Moving from a massive laboratory optical setup to a handheld prototype required a complete rethink of the hardware-software interface. We replaced bulky lasers and high-end microscopes with a compact color camera and a streamlined light source that can be integrated into a portable housing. The core of the user experience is a mobile phone application that handles the heavy lifting of the AI processing; the phone’s camera or an attached module captures the image of the chip, and the algorithms provide a rapid readout directly on the screen. This democratization of high-end diagnostics means that a healthcare worker in a rural setting, who may not have access to a full-scale pathology lab, can perform advanced genetic screening with minimal training.
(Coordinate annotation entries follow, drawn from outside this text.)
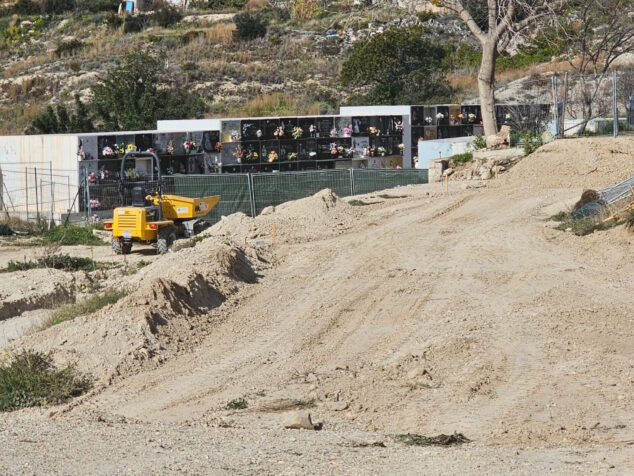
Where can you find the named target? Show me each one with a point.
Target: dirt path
(431, 313)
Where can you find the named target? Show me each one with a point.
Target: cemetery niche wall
(311, 143)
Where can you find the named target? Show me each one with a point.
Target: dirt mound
(23, 291)
(166, 312)
(582, 163)
(306, 219)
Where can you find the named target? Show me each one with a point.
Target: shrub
(62, 262)
(166, 16)
(305, 9)
(69, 48)
(532, 142)
(479, 142)
(113, 20)
(26, 7)
(97, 6)
(461, 158)
(134, 24)
(398, 66)
(57, 7)
(237, 404)
(29, 379)
(71, 235)
(68, 312)
(250, 26)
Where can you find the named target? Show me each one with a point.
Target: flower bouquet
(297, 132)
(189, 145)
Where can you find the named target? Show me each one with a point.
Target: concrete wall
(39, 174)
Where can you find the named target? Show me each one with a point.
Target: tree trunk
(486, 87)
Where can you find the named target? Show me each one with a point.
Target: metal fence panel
(273, 189)
(367, 181)
(233, 188)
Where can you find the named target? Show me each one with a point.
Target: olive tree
(495, 23)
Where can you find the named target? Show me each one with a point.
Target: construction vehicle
(152, 216)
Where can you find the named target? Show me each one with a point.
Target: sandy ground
(431, 313)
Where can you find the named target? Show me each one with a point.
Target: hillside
(293, 69)
(423, 312)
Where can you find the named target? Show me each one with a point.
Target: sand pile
(315, 217)
(168, 305)
(582, 163)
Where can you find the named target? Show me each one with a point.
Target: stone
(299, 420)
(336, 406)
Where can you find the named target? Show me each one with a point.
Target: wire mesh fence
(598, 104)
(36, 193)
(251, 193)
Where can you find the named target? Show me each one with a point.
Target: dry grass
(278, 104)
(20, 67)
(221, 33)
(256, 4)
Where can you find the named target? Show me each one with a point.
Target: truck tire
(166, 238)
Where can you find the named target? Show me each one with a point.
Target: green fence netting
(250, 194)
(367, 181)
(276, 188)
(233, 189)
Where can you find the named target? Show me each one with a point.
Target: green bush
(62, 262)
(98, 6)
(134, 23)
(250, 26)
(57, 7)
(29, 379)
(68, 312)
(479, 142)
(71, 235)
(26, 7)
(69, 48)
(461, 158)
(166, 16)
(398, 66)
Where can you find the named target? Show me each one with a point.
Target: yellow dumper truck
(154, 217)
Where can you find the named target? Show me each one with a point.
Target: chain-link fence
(251, 193)
(599, 104)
The shift toward preventative, large-scale screening is perhaps the most exciting implication of this portability. Because the system is designed to be automated and low-cost at scale, it could be used in routine health check-ups to screen for hundreds or even thousands of biomarkers at once from a single drop of blood or saliva. Instead of waiting for symptoms to appear, we could identify the subtle “genetic signatures” of diseases like cancer or neurodegenerative disorders years before they become critical. This proactive approach supports the rise of personalized medicine, where treatments are tailored to the specific molecular profile of the patient, ultimately saving lives and reducing the long-term economic burden on healthcare systems.
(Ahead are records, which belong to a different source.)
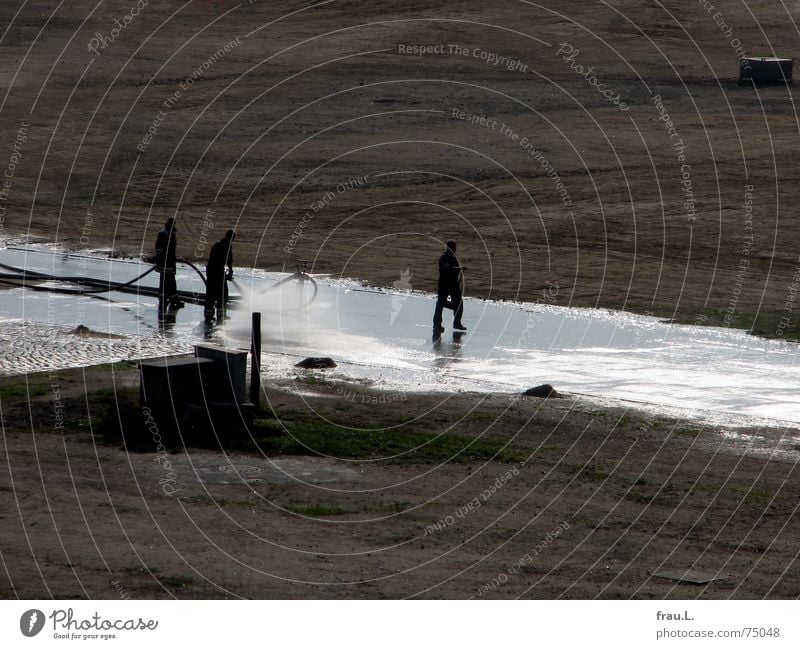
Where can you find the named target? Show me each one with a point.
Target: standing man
(221, 255)
(450, 271)
(166, 262)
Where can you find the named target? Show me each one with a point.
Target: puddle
(383, 337)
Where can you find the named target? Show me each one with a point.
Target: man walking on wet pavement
(221, 255)
(450, 272)
(166, 262)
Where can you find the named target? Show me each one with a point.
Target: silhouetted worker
(449, 287)
(221, 255)
(166, 261)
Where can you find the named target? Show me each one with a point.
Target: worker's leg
(458, 307)
(441, 301)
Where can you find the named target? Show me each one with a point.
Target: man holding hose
(450, 270)
(221, 255)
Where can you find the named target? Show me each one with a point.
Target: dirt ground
(435, 496)
(329, 108)
(323, 131)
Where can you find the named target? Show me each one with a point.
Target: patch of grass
(21, 389)
(396, 445)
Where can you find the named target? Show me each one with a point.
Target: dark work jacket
(221, 255)
(166, 245)
(449, 269)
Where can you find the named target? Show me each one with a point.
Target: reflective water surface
(384, 337)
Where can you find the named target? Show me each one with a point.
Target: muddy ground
(318, 131)
(327, 112)
(346, 492)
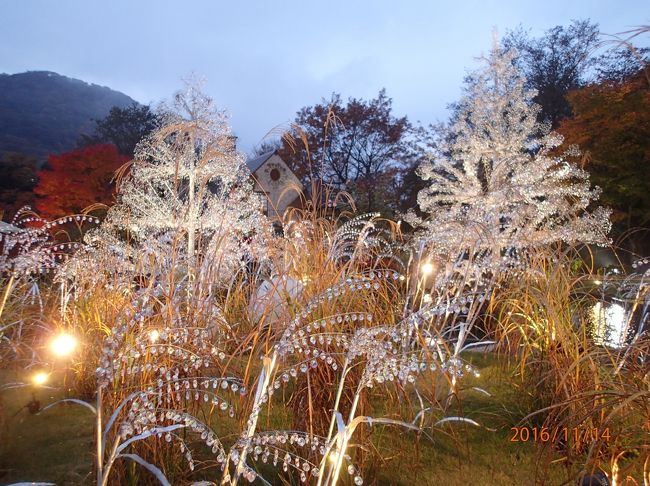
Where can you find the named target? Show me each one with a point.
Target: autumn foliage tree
(611, 125)
(358, 146)
(75, 180)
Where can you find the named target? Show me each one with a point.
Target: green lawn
(57, 445)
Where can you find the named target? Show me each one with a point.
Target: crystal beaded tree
(189, 188)
(500, 189)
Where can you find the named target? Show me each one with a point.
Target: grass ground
(57, 445)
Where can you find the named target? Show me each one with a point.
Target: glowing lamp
(63, 345)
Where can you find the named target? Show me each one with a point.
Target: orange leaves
(74, 180)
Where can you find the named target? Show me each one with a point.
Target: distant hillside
(43, 112)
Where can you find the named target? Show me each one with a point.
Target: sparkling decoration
(498, 184)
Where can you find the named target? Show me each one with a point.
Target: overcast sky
(263, 60)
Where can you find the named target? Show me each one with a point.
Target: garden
(182, 337)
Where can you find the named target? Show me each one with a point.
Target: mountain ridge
(43, 112)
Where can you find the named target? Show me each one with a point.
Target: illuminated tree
(497, 186)
(188, 184)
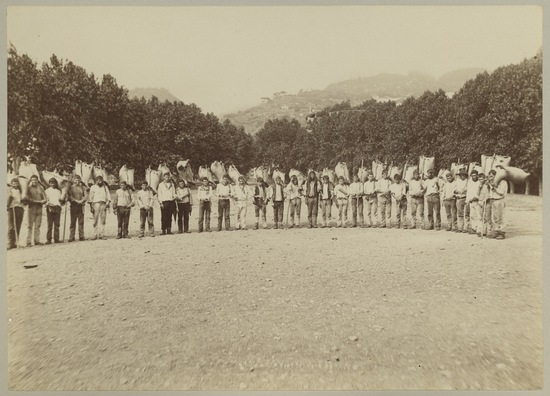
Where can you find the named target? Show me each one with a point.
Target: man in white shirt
(449, 202)
(384, 200)
(342, 197)
(241, 195)
(325, 194)
(460, 194)
(99, 199)
(223, 191)
(416, 192)
(355, 191)
(204, 195)
(472, 204)
(398, 191)
(497, 193)
(432, 201)
(166, 194)
(294, 193)
(370, 200)
(122, 206)
(145, 205)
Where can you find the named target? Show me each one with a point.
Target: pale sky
(226, 58)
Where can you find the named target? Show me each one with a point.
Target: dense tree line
(498, 112)
(58, 113)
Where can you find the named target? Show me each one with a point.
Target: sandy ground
(324, 309)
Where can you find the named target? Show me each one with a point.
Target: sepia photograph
(274, 198)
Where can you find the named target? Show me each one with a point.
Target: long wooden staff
(287, 210)
(15, 228)
(64, 222)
Beyond lung cancer, different diseases require different probes to identify specific genetic markers. How would you adapt this platform to screen for cardiovascular or viral diseases, and what are the implications for pharmaceutical companies currently developing microRNA-related drug therapies?
The beauty of this nanophotonic platform lies in its modularity; the chip itself is a universal “stage,” and the specific “actors” are the molecular probes we choose to load onto it. To adapt the system for cardiovascular diseases, we would simply swap the lung cancer probes for those targeting microRNAs associated with heart muscle stress or arterial inflammation. Similarly, for viral diseases, we can design probes that recognize the unique genetic sequences of various viruses, allowing for rapid identification of infections directly from patient samples. This versatility was a key driver for our team at NTU, as we aimed to create a tool that could be rapidly reconfigured to meet the needs of an evolving public health landscape.
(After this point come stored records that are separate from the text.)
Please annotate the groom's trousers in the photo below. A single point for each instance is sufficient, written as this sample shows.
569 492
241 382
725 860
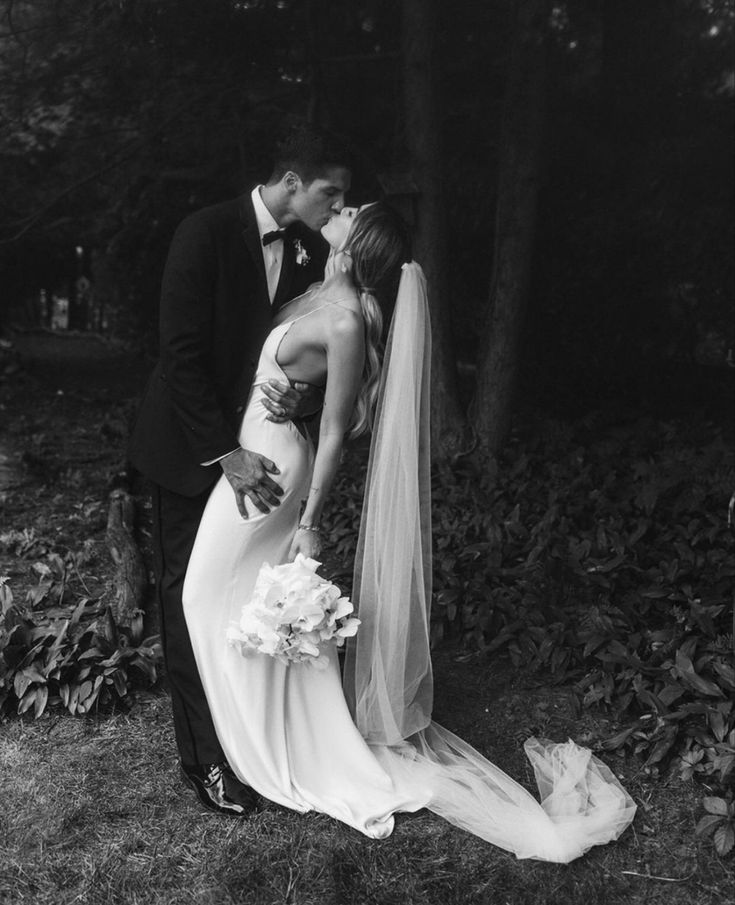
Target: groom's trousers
175 522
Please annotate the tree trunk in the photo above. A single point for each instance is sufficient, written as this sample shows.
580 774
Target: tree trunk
423 142
518 184
131 577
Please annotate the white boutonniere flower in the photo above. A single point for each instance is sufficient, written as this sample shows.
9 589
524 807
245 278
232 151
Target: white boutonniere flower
302 256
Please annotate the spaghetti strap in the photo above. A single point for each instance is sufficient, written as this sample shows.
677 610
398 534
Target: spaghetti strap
313 311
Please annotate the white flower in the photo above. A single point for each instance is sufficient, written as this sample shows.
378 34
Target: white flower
302 256
292 614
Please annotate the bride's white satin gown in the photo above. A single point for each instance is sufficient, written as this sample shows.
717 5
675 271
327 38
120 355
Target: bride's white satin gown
287 731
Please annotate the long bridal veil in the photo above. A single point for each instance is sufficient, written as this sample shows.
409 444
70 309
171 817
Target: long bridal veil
388 678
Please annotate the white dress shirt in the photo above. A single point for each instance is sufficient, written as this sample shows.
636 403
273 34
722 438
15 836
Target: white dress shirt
273 252
272 256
For pharmaceutical companies, this technology is a powerful tool for both drug discovery and clinical trials. As more companies develop microRNA-based therapies—which aim to regulate gene expression to treat disease—they need a reliable way to monitor how these drugs affect microRNA levels in the body. Our biochip could provide a high-throughput, quantitative method for pharmaceutical researchers to test drug efficacy in real-time, observing how a new compound shifts the biomarker landscape. This could significantly accelerate the development of next-generation therapies for metabolic illnesses and rare genetic disorders by providing more precise data during the experimental phases.
What is your forecast for biochip technology?
I forecast that biochip technology will undergo a radical transformation toward “decentralized intelligence,” where the distinction between a laboratory and a point-of-care device virtually disappears. Within the next decade, we will see these chips become so integrated and cost-effective that they will move into the home, allowing individuals to monitor their own health markers through non-invasive samples like saliva or urine, much like a modern glucose monitor. We are moving toward an era of “continuous diagnostics,” where AI-driven biochips provide a real-time stream of health data, enabling us to detect the earliest “whispers” of disease—be it a viral surge or a burgeoning malignancy—long before it becomes a clinical crisis, effectively turning medicine from a reactive practice into a truly preventative one.